One technique introduced in his latest film seems to confirm his serious-comical tendency. The joke takes the place of a maxim, a Bible text, if you will, or moral of the story.” A theme-setting joke in the beginning is attributed to Groucho Marx: “I wouldn’t want to join any club that would have me as a member.” At the end is the familiar story in which someone complains to a psychiatrist about a man who thinks he is a chicken. ‘Why don’t you bring him in for treatment?” the psychiatrist asks. “I would, but we need the eggs.”
Notes
1. Devious Approach to Theology,’ by John Dart, Los Angeles Times October 4, 1975.

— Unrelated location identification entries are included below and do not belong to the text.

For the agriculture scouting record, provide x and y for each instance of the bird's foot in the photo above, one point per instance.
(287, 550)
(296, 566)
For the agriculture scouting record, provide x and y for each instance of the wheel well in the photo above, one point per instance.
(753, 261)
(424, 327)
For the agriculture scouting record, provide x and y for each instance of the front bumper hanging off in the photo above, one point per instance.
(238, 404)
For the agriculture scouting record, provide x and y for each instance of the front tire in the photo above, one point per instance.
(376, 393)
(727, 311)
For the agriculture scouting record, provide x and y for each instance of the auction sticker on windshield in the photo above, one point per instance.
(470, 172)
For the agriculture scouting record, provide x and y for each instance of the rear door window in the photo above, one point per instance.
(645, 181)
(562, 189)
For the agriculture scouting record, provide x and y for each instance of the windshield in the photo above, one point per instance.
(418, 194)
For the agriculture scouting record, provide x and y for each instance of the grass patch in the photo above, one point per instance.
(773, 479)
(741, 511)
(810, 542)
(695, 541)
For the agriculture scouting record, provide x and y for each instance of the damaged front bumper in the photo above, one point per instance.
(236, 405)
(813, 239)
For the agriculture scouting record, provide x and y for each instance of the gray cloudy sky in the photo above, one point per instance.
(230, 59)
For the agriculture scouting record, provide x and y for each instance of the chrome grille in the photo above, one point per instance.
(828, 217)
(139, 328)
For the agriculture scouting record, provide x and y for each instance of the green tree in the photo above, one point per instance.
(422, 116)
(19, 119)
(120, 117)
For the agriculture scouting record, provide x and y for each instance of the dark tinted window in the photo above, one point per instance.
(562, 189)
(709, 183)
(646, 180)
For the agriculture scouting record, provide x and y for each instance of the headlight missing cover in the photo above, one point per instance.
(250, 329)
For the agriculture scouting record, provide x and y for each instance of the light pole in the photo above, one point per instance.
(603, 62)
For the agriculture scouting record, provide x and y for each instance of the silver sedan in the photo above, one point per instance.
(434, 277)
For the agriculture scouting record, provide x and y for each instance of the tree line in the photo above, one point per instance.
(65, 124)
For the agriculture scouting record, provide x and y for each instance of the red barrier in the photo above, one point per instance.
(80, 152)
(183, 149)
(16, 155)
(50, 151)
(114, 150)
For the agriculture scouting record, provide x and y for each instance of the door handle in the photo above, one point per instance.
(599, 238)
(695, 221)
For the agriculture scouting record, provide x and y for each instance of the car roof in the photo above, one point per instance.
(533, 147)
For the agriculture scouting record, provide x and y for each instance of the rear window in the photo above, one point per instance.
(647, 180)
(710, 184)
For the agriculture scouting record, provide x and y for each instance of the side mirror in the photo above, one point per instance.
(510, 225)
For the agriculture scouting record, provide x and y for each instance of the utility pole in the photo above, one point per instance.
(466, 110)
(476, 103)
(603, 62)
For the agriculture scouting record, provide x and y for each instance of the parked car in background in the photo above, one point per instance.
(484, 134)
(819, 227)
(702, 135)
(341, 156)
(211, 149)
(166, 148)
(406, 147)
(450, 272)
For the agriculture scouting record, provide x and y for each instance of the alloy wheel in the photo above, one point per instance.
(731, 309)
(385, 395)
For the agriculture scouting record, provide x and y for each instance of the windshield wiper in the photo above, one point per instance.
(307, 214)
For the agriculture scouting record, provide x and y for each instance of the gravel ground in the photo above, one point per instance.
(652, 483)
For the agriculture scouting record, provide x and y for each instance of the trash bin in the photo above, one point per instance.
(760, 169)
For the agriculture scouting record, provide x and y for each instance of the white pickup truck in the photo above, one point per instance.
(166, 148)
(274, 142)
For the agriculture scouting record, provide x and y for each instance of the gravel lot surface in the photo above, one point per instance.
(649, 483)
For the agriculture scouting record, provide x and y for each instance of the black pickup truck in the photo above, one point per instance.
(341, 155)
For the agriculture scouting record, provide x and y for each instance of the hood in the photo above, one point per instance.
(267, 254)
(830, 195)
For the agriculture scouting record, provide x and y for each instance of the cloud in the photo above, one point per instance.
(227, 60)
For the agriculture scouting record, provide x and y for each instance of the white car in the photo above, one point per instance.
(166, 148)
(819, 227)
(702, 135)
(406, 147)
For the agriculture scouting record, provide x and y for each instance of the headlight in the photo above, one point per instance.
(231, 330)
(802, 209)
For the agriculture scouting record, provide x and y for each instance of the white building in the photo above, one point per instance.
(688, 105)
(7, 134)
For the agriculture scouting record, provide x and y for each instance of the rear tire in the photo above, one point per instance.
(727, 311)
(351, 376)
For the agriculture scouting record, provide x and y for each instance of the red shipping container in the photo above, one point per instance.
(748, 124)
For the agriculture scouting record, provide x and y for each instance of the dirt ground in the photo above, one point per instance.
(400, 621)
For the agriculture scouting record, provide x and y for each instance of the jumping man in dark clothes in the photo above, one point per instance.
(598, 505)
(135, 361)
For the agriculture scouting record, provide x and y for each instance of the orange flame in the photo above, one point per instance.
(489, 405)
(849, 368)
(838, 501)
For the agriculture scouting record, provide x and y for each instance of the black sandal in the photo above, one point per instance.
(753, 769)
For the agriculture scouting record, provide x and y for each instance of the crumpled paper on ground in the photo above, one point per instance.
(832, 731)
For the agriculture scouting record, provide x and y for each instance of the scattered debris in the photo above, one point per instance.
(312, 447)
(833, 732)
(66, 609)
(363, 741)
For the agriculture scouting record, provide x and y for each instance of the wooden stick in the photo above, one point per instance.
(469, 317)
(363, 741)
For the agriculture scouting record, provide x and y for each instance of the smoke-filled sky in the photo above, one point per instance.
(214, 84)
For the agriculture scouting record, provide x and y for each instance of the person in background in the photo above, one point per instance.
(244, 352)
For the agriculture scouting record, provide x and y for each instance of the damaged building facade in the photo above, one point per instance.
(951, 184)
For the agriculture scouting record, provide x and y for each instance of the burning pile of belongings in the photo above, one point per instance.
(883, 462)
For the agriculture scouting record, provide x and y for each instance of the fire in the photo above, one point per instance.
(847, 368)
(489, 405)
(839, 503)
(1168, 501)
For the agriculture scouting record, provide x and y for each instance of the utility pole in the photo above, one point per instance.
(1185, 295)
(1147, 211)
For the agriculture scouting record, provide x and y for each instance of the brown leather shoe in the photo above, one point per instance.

2. Hiding Out With Woody Allen,’ by Edwin Miller, Seventeen, November 1975.
3. On Being Funny, by Eric Lax (Charterhonse, 1975).
4. “Woody Allen Wipes the Smile Off His Face” by Frank Rich, Esquire, May 1977.
5. “A Conversation With the Real Woody Allen (Or Someone Just Like Him)” by Ken Kelley, Rolling Stone, July 1, 1976.
6. “If Life’s a Joke, Then the Punch Line Is Woody Allen,” by Jim Jerome, People, October 4, 1976.